The consideration of these these pieces is then a type of myth-making. When we share our stories to each other, we can’t possibly get them “correct”, for if we knew exactly what happened to make us who we are, we wouldn’t be interested enough to fixate on our histories so much. It seems it is in the creation of our own “narratives” that we create ourselves; we are the stories we tell of ourselves to others. My sculptural and video work seek to demonstrate the autobiographical “truths” of my life and the time and place I live in but in a form in which it is hard to tell fairytale from fact.
My pieces act as alternative bodies for my own little ghosts— vessels for the broken dreams, muddled memories, forgotten faces that haunt my waking moments. My works are my attempts to answer these questions: how to let something go without forgetting it, how to tame the fears that most terrify me, where to put the things I loved most when I must give them up. As I have delved into the world of children’s art through my job as an elementary school art teacher, my works have begun to reflect how children tackle these questions too, and in which ways do our approaches to these questions change and remain the same as we grow older.

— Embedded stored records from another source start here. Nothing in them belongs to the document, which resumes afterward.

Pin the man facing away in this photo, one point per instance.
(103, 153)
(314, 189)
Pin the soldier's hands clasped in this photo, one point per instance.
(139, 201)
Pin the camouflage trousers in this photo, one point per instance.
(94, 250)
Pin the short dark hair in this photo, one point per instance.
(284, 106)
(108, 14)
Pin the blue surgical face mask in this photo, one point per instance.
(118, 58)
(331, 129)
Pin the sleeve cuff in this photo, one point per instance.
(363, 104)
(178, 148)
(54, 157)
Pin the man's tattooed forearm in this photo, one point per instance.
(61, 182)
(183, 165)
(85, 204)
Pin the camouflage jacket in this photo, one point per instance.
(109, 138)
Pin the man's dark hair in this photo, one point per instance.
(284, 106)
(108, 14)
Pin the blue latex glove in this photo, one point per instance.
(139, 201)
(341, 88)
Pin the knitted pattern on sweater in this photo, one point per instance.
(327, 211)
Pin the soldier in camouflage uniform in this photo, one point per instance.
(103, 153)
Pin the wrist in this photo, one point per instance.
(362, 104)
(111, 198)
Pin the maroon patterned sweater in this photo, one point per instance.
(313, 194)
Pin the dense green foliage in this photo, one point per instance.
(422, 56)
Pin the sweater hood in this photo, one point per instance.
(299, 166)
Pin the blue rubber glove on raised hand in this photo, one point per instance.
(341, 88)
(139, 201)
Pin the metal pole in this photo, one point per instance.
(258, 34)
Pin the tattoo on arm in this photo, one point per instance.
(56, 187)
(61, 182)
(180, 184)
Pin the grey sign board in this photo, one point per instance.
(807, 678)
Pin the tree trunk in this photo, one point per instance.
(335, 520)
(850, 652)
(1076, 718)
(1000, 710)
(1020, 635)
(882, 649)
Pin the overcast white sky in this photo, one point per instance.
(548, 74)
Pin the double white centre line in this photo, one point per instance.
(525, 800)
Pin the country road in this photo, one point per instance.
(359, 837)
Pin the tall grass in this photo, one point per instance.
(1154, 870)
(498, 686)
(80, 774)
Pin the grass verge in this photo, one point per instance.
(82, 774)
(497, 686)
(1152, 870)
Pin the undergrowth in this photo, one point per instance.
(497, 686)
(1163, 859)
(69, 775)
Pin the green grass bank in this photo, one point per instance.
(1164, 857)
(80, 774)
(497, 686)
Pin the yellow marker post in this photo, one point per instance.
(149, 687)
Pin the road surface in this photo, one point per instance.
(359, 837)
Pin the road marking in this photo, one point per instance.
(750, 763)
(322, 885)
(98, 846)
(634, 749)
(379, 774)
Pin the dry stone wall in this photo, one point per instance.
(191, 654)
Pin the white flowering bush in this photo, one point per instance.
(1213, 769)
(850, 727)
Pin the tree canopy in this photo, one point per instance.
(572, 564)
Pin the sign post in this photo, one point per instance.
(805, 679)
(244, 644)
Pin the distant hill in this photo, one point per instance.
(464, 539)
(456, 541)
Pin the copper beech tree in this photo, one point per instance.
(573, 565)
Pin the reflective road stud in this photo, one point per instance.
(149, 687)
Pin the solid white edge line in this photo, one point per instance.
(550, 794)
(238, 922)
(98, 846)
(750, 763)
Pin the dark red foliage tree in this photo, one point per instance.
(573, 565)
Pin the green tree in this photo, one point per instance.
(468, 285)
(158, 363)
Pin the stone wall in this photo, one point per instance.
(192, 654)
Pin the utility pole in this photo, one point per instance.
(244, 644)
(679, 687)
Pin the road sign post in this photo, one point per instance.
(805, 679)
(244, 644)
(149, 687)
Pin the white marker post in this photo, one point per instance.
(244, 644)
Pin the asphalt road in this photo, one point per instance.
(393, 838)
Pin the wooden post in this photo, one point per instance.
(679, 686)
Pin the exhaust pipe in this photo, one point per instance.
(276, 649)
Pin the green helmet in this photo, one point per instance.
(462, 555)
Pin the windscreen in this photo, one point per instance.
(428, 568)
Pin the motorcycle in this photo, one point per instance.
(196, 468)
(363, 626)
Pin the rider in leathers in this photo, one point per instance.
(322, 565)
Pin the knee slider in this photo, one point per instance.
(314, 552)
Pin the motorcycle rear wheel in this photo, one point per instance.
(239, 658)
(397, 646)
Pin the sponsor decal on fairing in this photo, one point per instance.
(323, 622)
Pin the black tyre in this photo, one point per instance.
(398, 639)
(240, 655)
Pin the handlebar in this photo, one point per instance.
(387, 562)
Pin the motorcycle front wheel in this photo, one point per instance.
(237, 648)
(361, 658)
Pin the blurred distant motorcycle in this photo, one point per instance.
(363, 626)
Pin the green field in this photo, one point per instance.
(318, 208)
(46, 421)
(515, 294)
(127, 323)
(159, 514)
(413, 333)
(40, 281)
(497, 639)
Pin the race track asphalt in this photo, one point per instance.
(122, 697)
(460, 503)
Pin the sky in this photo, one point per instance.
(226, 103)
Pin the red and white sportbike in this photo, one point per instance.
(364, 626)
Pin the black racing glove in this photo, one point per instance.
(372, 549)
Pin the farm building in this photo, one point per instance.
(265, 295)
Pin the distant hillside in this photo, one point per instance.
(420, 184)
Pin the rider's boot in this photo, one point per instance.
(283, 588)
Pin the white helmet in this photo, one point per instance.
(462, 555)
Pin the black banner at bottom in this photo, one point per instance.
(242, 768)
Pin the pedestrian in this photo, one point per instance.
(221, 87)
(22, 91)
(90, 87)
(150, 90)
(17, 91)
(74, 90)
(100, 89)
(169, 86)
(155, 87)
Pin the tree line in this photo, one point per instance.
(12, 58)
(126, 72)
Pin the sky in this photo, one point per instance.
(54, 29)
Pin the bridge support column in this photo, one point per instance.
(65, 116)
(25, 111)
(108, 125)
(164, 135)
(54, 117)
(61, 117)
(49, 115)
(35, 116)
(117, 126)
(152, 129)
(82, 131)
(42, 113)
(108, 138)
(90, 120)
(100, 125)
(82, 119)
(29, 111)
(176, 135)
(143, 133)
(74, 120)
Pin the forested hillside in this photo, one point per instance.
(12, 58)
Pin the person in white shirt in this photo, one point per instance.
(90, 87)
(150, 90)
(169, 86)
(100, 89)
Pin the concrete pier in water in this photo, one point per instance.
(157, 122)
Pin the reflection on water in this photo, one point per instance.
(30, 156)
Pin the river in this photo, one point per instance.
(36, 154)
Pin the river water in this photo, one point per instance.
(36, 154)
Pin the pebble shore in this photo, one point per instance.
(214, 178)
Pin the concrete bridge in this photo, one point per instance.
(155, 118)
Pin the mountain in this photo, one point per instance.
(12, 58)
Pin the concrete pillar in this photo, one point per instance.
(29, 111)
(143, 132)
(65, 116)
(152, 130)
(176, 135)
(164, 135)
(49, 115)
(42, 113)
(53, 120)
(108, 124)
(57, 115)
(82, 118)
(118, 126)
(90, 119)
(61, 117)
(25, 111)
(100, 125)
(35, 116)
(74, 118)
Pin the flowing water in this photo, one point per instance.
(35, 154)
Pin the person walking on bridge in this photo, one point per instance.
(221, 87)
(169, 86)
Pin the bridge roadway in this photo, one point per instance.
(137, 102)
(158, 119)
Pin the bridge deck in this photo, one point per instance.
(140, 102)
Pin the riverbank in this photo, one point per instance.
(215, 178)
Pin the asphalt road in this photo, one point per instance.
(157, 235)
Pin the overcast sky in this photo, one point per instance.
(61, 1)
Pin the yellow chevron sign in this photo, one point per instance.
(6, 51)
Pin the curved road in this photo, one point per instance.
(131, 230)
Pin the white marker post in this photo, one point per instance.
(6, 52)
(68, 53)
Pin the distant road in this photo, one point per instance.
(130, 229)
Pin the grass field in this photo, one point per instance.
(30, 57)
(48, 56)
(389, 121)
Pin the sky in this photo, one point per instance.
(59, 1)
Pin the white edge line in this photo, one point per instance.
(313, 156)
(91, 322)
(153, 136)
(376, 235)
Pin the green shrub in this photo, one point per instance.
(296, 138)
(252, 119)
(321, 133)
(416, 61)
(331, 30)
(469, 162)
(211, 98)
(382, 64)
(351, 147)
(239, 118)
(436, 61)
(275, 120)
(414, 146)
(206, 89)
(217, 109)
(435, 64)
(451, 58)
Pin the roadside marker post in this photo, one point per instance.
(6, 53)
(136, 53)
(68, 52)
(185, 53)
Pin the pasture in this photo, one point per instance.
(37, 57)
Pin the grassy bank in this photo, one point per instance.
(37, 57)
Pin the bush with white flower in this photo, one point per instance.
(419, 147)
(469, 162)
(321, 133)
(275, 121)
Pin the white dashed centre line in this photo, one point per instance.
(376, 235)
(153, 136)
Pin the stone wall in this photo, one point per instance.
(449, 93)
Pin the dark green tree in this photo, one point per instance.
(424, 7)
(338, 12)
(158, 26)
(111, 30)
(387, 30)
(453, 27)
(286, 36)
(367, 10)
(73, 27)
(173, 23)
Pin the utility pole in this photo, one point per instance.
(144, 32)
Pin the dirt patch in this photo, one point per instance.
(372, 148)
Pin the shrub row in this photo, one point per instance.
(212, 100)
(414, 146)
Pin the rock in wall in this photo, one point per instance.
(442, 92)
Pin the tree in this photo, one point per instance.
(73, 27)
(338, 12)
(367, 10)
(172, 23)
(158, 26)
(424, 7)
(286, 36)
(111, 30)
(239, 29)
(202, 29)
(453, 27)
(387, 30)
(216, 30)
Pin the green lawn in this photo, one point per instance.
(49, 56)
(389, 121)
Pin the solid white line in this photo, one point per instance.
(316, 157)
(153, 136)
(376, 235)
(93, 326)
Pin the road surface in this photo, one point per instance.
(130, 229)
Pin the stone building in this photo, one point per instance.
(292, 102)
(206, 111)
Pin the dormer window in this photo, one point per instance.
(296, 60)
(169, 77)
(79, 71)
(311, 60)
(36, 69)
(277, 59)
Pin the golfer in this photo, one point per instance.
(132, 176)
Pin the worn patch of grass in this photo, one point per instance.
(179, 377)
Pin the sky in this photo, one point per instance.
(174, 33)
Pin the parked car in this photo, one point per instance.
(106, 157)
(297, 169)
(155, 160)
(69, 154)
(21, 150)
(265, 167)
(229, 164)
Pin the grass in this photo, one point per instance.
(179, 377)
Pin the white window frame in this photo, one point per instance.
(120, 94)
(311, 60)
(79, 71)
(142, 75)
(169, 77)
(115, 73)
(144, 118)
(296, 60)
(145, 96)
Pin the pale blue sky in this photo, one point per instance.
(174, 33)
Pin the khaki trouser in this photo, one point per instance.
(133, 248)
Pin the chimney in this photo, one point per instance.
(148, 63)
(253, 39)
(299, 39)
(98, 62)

My work is for anyone who, like me, finds themselves wandering through this world, lost, haunted, and not knowing where they wish to go. It is my hope that in my artifacts, the wreckage of my own wanderings, someone might find a small glimmer of whatever they are searching for, or at least a desire to keep walking a little further until they see the light that guides them home.
Mia Rollins was born in Nashville, TN in 1995. She was a competitive figure skater for 15 years. Rollins's work has been included in various exhibitions, including Momo Art Collective's 2017 Summer show and the 2015, 2016, 2017 Juried Student Exhibitions at the David Winton Bell Gallery in Providence, RI. In 2017, Rollins exhibited her Honors Thesis Show, Goodnight Baby: Retrospective in Lullaby in the List Center for the Arts in Providence, RI. Rollins has work within the collection of Brown University at J. Walter Wilson and the collection of the Creative Arts Council. She has received numerous awards and grants including the Brown Arts Initiative Grant and the Joslin Award for Excellence in Art. In 2016, Rollins published her first children's book, Imperfectly Elsa. It is now in the permanent collection of the John D. Rockefeller Jr. Library. In 2017, Rollins graduated Magna Cum Laude from Brown University, receiving an honors degree in Visual Arts and a degree in Modern Culture and Media. In 2018, Mia joined the staff of the Episcopal School of Nashville as their elementary school Visual Arts teacher. She currently lives and works in Nashville, TN.